On one occasion, when Harry had actually run a little way after a
butterfly, Hugh said to her:
"What did you mean, Miss Cameron, by saying you were only a poor
relation? You are certainly mistress of the house."
"On sufferance, yes. But I am only a poor relation. I have no
fortune of my own."
"But Mr. Arnold does not treat you as such."
"Oh! no. He likes me. He is very kind to me.--He gave me this ring
on my last birthday. Is it not a beauty?"
She pulled off her glove and showed a very fine diamond on a finger
worthy of the ornament.
"It is more like a gentleman's, is it not?" she added, drawing it
off. "Let me see how it would look on your hand."
She gave the ring to Hugh; who, laughing, got it with some
difficulty just over the first joint of his little finger, and held
it up for Euphra to see.
"Ah!
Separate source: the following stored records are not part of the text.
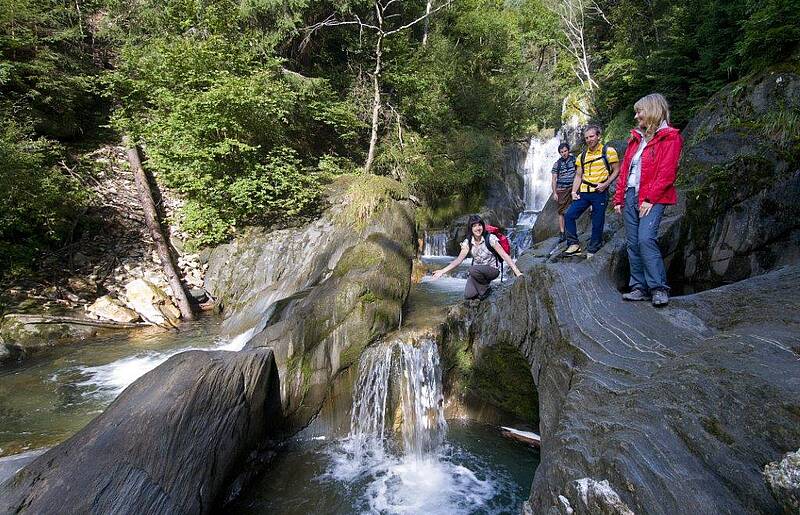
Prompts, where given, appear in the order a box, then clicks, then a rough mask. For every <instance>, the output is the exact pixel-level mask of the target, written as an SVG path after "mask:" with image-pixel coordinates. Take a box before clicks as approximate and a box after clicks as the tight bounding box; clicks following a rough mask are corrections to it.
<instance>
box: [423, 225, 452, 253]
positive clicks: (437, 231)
mask: <svg viewBox="0 0 800 515" xmlns="http://www.w3.org/2000/svg"><path fill="white" fill-rule="evenodd" d="M449 238H450V235H449V234H448V232H447V231H430V232H428V231H425V247H424V248H423V250H422V254H423V255H424V256H446V255H447V240H448V239H449Z"/></svg>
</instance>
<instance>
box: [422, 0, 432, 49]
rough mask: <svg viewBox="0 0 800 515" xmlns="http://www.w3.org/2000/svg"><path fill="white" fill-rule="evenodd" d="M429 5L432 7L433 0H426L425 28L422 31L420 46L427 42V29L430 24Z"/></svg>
mask: <svg viewBox="0 0 800 515" xmlns="http://www.w3.org/2000/svg"><path fill="white" fill-rule="evenodd" d="M431 7H433V0H428V2H427V4H426V6H425V30H424V31H423V32H422V46H425V45H427V44H428V30H429V29H430V26H431V18H430V16H431Z"/></svg>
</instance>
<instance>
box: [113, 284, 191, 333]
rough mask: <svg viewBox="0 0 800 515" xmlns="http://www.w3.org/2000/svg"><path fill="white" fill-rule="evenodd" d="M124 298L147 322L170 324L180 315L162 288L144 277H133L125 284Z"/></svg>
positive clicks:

I see I cannot ask you to wear it for me," said she. "I don't
like it myself. I am afraid, however," she added, with an arch
look, "my uncle would not like it either--on your finger. Put it on
mine again."
Holding her hand towards Hugh, she continued:
"It must not be promoted just yet. Besides, I see you have a still
better one of your own."
As Hugh did according to her request, the words sprang to his lips,
"There are other ways of wearing a ring than on the finger." But
they did not cross the threshold of speech. Was it the repression
of them that caused that strange flutter and slight pain at the
heart, which he could not quite understand?